Some days are filled with wonder over all that God has done, others not so much. The theme of this week for me seems to be discouragement. Discouragement keeps creeping into my blog posts. I’m caught in a state of limbo, getting nowhere fast, waiting for others, waiting for God, much like the writer of this week’s psalm. Not only that, I seem to be losing ground, going backwards rather than forwards.
To discourage, according to Webster, is to deprive of courage or confidence, to hinder by disfavoring, to attempt to dissuade. Some days it takes courage just to get up and face the challenges present. It takes courage to stay the course and humbly wait for God to come through.
This psalm is a short lament, only four verses. It stands in contrast to the preceding psalm, 122, which was filled with joy. It falls into Walter Brueggeman’s category of psalms of disorientation. The writer is in distress and waiting for God to respond, like a servant waiting for their master. “Like servants, alert to their master’s commands, like a maiden attending her lady, we’re watching and waiting, holding our breath, awaiting your word of mercy.” (2, The Message)
Unlike so many other laments, there are no words of encouragement or confident expectation that God will answer their plea. They are lowly, servants with no claim upon their master. Servants don’t have a lot of power. They are subject to the whims of their owners. Not a good place to be, unless of course your owner is our loving God.
The writer goes on to say they have been kicked down and held in contempt, “We’ve been kicked around long enough, kicked in the teeth by complacent rich men, kicked when we’re down by arrogant brutes,” (3b-4) as translated by Eugene Peterson in The Message. Or “Too long our soul has been sated with the scorn of those who are at ease, the contempt of the proud,” in the Revised Standard Version. The psalm ends on that note. They are waiting for God.

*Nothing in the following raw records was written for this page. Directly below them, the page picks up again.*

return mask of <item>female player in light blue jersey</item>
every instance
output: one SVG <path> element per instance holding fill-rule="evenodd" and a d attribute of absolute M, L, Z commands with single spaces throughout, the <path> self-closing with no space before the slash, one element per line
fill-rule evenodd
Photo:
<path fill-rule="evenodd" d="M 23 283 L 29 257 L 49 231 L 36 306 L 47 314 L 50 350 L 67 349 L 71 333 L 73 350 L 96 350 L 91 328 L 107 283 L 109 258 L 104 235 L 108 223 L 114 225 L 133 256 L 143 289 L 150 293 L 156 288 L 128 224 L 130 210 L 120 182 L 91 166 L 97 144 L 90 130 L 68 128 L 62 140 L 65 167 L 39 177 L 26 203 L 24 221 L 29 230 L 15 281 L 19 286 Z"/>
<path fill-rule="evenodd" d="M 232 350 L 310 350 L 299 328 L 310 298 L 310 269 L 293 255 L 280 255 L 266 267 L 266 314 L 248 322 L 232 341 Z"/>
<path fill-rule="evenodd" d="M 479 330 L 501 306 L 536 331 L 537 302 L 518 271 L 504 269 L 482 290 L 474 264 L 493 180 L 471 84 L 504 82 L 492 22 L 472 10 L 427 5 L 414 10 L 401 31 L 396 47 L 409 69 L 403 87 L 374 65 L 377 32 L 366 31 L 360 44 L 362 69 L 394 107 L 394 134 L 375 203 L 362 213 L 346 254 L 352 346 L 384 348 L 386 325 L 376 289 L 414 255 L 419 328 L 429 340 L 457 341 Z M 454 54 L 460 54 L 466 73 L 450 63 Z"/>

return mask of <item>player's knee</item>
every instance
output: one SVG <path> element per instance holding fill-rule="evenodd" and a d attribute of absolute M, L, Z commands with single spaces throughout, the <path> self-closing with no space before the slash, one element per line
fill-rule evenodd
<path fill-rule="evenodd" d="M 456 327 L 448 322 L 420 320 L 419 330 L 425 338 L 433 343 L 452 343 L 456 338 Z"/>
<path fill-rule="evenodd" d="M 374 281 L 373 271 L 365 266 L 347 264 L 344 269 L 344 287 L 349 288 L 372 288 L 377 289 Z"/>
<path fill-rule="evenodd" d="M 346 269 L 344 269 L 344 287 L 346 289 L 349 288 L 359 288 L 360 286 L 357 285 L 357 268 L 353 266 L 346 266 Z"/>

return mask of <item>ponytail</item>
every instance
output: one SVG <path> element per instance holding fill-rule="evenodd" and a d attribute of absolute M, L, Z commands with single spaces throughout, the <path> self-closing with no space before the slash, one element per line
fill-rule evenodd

These last verses sound like the electorate of today, only they are not content to wait for God. They are like the angry young men of Les Miserables who take to the streets, however they are brandishing votes, not guns. They are an angry electorate who are tired of the status quo and seeking a candidate that speaks for them. These can be words of revolution.
It’s hard to wait, especially if you have been suffering for a long time; hard to wait in the darkness, trusting that God will eventually respond. Yet that is what this psalm calls for. When confronted with unrighteousness, it can be easy to be discouraged. But sometimes it is not ours to act. Sometimes all we can do is wait, like the servants in this psalm, putting our faith in the One we are waiting for and on.
Is there something you are waiting for? Are you discouraged? Does it seem like God isn’t present? I would love to hear from you.